La situation au Liban constitue l’autre point de friction majeur. L’Iran conditionne tout accord à un cessez-le-feu complet dans le sud du pays, où les frappes israéliennes ont fait environ 2 000 morts depuis mars. Si les attaques contre Beyrouth ont largement cessé, des frappes limitées se poursuivent dans le sud, et Téhéran refuse de reconnaître l’existence d’un cessez-le-feu tant que ces opérations n’ont pas pris fin. Les États-Unis considèrent pour leur part ce dossier comme distinct des négociations bilatérales en cours — une divergence d’appréciation qui complique l’architecture d’un éventuel accord global.
Une trêve fragile, des menaces persistantes
Le contexte dans lequel se tiennent ces pourparlers reste néanmoins tendu. Trump, qui a dépêché sa délégation à Islamabad tout en agitant la menace d’un recours à la force, a déclaré au New York Post : « Nous avons engagé une nouvelle phase. Nous chargeons les navires avec les meilleures munitions, les meilleures armes jamais fabriquées. Et si nous n’avons pas d’accord, nous les utiliserons, et nous les utiliserons de manière très efficace. » Interrogé sur les chances de succès, il a sobrement répondu : « Nous le saurons dans environ 24 heures. » JD Vance avait pour sa part adopté un ton plus ouvert avant son départ de Washington, se disant confiant dans une issue « positive » et affirmant que les États-Unis aborderaient les discussions « à bras ouverts ».

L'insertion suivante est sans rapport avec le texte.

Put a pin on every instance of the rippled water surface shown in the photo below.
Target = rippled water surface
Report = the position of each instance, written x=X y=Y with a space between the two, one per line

Sur la scène diplomatique internationale, les signaux de soutien aux pourparlers se sont multipliés. Le secrétaire général de l’ONU, Antonio Guterres, a salué vendredi la tenue de ces discussions, exhortant les parties à « saisir cette opportunité diplomatique et à négocier de bonne foi en vue d’un accord global et durable ». Son porte-parole Stéphane Dujarric a précisé que l’envoyé personnel de Guterres, Jean Arnault, demeurait dans la région pour appuyer les efforts en cours. Une déclaration commune signée par les dirigeants de France, d’Allemagne, du Royaume-Uni, d’Italie, d’Espagne, du Japon, de l’Australie, du Canada et de nombreux autres pays, ainsi que par les chefs de la Commission et du Conseil européens, a exprimé un soutien explicite à la trêve et aux négociations, appelant à « des progrès rapides vers un règlement global » et soulignant l’importance de « maintenir la liberté de navigation dans le détroit d’Ormuz ». Emmanuel Macron a de son côté annoncé avoir décidé avec le prince héritier saoudien Mohammed Ben Salman de « rester en contact étroit » pour « contribuer à la désescalade », et s’est entretenu avec le président turc Recep Tayyip Erdogan en appelant au « respect du cessez-le-feu et à son application au Liban ».

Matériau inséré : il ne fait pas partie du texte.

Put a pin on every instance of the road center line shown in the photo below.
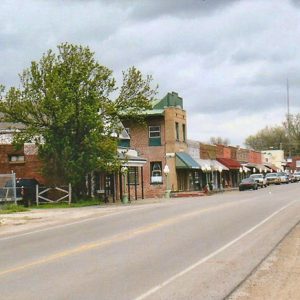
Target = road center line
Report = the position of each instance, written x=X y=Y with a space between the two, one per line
x=116 y=238
x=213 y=254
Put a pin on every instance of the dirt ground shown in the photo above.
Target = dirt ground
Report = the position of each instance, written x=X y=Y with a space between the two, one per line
x=278 y=277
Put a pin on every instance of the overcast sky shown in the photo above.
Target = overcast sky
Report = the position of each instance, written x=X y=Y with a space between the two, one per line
x=228 y=59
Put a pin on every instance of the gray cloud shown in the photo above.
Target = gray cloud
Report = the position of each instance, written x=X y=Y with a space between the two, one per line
x=223 y=57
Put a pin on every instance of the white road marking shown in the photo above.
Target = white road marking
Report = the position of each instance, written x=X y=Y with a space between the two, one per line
x=213 y=254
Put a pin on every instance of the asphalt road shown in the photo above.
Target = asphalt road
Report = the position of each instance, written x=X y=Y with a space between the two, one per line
x=192 y=248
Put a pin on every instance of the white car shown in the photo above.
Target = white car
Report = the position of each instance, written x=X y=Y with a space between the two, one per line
x=284 y=178
x=260 y=179
x=296 y=177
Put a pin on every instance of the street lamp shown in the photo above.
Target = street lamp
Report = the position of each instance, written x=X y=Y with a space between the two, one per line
x=241 y=173
x=124 y=171
x=220 y=171
x=166 y=172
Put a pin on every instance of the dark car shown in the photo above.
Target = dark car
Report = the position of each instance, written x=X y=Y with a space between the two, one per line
x=248 y=184
x=273 y=178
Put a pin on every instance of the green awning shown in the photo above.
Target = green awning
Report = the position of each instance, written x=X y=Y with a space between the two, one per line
x=185 y=161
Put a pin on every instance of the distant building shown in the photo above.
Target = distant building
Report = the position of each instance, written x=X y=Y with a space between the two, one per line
x=275 y=158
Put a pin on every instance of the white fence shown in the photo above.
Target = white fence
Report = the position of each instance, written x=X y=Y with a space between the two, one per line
x=42 y=194
x=8 y=190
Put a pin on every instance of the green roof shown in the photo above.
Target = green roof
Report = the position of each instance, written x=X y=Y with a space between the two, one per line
x=170 y=100
x=185 y=161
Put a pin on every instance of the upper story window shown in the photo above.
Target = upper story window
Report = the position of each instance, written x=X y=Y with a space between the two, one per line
x=183 y=133
x=177 y=131
x=154 y=136
x=16 y=158
x=156 y=172
x=133 y=175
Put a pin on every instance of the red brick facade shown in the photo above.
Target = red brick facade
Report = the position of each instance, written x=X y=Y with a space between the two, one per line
x=30 y=167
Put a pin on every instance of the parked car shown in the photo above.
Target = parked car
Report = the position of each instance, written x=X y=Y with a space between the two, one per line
x=248 y=184
x=260 y=179
x=284 y=178
x=296 y=176
x=272 y=178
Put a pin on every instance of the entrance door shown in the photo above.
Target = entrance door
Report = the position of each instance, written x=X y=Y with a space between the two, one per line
x=182 y=177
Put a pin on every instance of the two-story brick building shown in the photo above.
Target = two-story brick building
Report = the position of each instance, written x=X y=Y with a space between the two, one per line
x=163 y=142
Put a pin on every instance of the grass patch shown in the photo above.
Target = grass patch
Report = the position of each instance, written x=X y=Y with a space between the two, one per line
x=80 y=203
x=11 y=208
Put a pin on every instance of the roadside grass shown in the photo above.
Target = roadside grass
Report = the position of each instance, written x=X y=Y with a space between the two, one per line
x=11 y=208
x=80 y=203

Une économie mondiale sous pression
Pendant que les diplomates négocient, la facture économique du conflit continue de s’alourdir. La directrice générale du FMI, Kristalina Georgieva, a tiré la sonnette d’alarme, décrivant un « choc d’offre important » aux effets déjà mesurables : le flux mondial quotidien de pétrole a diminué d’environ 13 %, celui de gaz naturel liquéfié de près de 20 %, et le prix du baril de Brent est passé de 72 dollars à la veille des hostilités à 120 dollars avant de se stabiliser à un niveau toujours bien supérieur à son niveau antérieur. « Tout le monde paie désormais plus cher pour l’énergie », a-t-elle résumé, mettant en garde contre un risque de désancrage des anticipations d’inflation et des perturbations durables des chaînes d’approvisionnement mondiales.